Let the Laplace equation in a domain $D$ be:
$\Delta u=0 $
Then, let $E(x,y)$ be the fundamental solution*, and $g(x,y)$ a harmonic function (both in $x$ and $y$).
Then the function $G(x,y)=E(x,y) + g(x,y)$ is called Green's function of the Dirichlet problem for the Laplace equation in $D$ if $G(x,y)=0$ when $x$ or $y$ is in the boundary $S$ of the domain $D$.
My question is Let $y$ be fixed, then we have that $G_y(x)=E(x,y)+g(x,y)=0$, $\forall x \in S$ (also in $x=y$ because $lim_{x \rightarrow y}G(x,y)=0$ if $y \in S$. The function $G$ is harmonic in both $x$ and $y$. Then why we cannot conclude that, by the extremum principle, it will be $0$ everywhere in $D$?

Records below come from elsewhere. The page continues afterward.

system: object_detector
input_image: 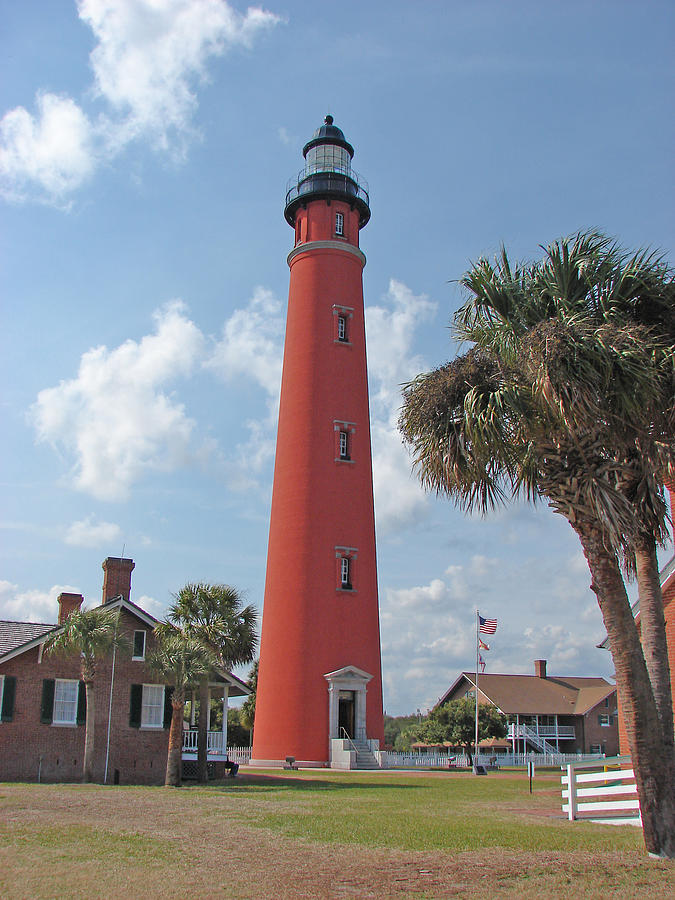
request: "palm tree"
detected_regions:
[44,607,128,783]
[147,622,216,787]
[400,235,675,856]
[168,583,258,784]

- $E(x,y):= \frac{1}{n-2} |y-x|^{2-n}$ if $n>2$
- $E(x,y):= -ln|y-x| $ if $n=2$
Here $n$ is the dimension of the euclidean space in which we are working
The concept of Green's function involves a domain $\Omega$, a source point $y\in \Omega$, and a function $G(x,y)$ which satisfies a differential equation with respect to $x$ in the domain $\Omega\setminus \{y\}$.
The functions $$E(x,y):= \frac{1}{n-2} |y-x|^{2-n}, \quad n > 2$$ $$E(x,y):= -\ln|y-x|$$ are not harmonic with respect to $x$ in $\Omega$ because they are not even continuous at $y$, let alone differentiable there.